Thursday, December 25, 2014

God's Preference for the Poor


PRAISED BE JESUS, MARY, AND JOSEPH!

Inspired by the Holy Spirit, Mary breaks into song. She glorifies God for the wonderful things the He has done for her – such wonderful things that will identify her as blessed and loved by God. Her song is one of gratitude for God looked with favor upon her lowliness. She recognized the fact that even her election as God’s Mother is sheer grace coming from God.

Recognizing the wonderful things God has done for her, Mary begins singing about the wonderful things that God is about to do for the world. She sings about the inversion of the social order. She sings of how God constantly sides with the poor, the hungry, and the humble. She sings of how God will bring down the proud, the mighty, and the rich. “God shows the poor ‘his first mercy’. This divine preference has consequences for the faith life of all Christians, since we are called to have ‘this mind…which was in Jesus Christ. Inspired by this, the Church has made an option for the poor which is understood as a ‘special form of primacy in the exercise of Christian charity…” (Evangelii Gaudium, 198.)

Because God sides with the poor, we have to be, at all times, in the side of God. Thus, Pope Francis says: “I want a Church which is poor and for the poor. They have much to teach us…In their difficulties, they know the suffering Christ. We need to let ourselves be evangelized by them. The new evangelization is an invitation to acknowledge the saving power at work in their lives and to put them at the center of the Church’s pilgrim way. We are called to find Christ in them, to lend our voice to their causes, but also to be their friends, to listen to them, to speak for them, and to embrace the mysterious wisdom which God wishes to share with us through them.” Pope Francis speaks of a loving attentiveness which we must give to the poor. This loving attentiveness entails “appreciating the poor in their goodness, in their experience of life, in their culture, in their ways of living the faith. True love is always contemplative , and permits us to serve the other not out of necessity or vanity, but because he or she is beautiful above  and beyond mere appearances…The poor person, when loved, ‘is esteemed as of great value.’…only on the basis of this real and sincere closeness can we properly accompany the poor on their path of liberation. Only this will ensure that in every Christian community, the poor feel at home. This approach (would be) the greatest and the most effective presentation of the good news of the Kingdom.” (EG, 199.)

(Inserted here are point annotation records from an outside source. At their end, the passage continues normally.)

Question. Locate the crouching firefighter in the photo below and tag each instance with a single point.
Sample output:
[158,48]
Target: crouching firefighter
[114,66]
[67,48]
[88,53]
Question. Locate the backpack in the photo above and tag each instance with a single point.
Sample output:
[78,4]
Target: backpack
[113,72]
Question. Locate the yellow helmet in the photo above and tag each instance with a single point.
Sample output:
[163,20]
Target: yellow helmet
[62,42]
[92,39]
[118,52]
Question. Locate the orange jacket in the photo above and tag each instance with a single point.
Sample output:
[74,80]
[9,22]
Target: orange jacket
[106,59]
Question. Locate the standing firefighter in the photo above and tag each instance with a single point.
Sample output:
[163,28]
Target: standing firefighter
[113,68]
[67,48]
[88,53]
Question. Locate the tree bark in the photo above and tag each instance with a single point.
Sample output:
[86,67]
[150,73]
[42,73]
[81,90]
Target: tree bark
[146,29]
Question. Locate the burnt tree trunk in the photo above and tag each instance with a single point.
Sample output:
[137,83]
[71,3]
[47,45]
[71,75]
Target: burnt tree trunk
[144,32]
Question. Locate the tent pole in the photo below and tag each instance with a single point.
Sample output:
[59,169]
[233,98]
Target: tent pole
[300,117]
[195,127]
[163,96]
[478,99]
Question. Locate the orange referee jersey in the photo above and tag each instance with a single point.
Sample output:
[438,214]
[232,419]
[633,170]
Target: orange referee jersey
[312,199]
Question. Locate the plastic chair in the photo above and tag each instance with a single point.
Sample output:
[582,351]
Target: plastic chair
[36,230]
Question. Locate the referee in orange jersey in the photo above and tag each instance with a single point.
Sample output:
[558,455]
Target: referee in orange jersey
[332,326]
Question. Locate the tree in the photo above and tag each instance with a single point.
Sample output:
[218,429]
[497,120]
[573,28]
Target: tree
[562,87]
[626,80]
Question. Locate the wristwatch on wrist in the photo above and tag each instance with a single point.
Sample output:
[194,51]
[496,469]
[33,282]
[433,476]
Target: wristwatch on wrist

This preferential option for the poor would demand from ourselves, as a parish, the need to address the lack of spiritual care which the poor suffer. “The great majority of the poor have a special openness to the faith; they need God and we must not fail to offer them his friendship, his blessing, his word, the celebration of the sacraments and a journey of growth and maturity in the faith. Our preferential option for the poor must mainly translate into a privileged and preferential religious care.” (EG, 200)

“None of us can think that we are exempt from concern for the poor and for social justice: Spiritual conversion, the intensity of the love of God and neighbor, zeal for justice and peace, the Gospel meaning of the poor and of poverty, are required of everyone.” (EG, 201.)  Therefore, in Christ, we are to find our anointing to bring glad tidings to the poor, to announce to them the year of favor coming from the Lord.


Jesus, I trust in you. O Mary conceived without sin, pray for us who have recourse to thee.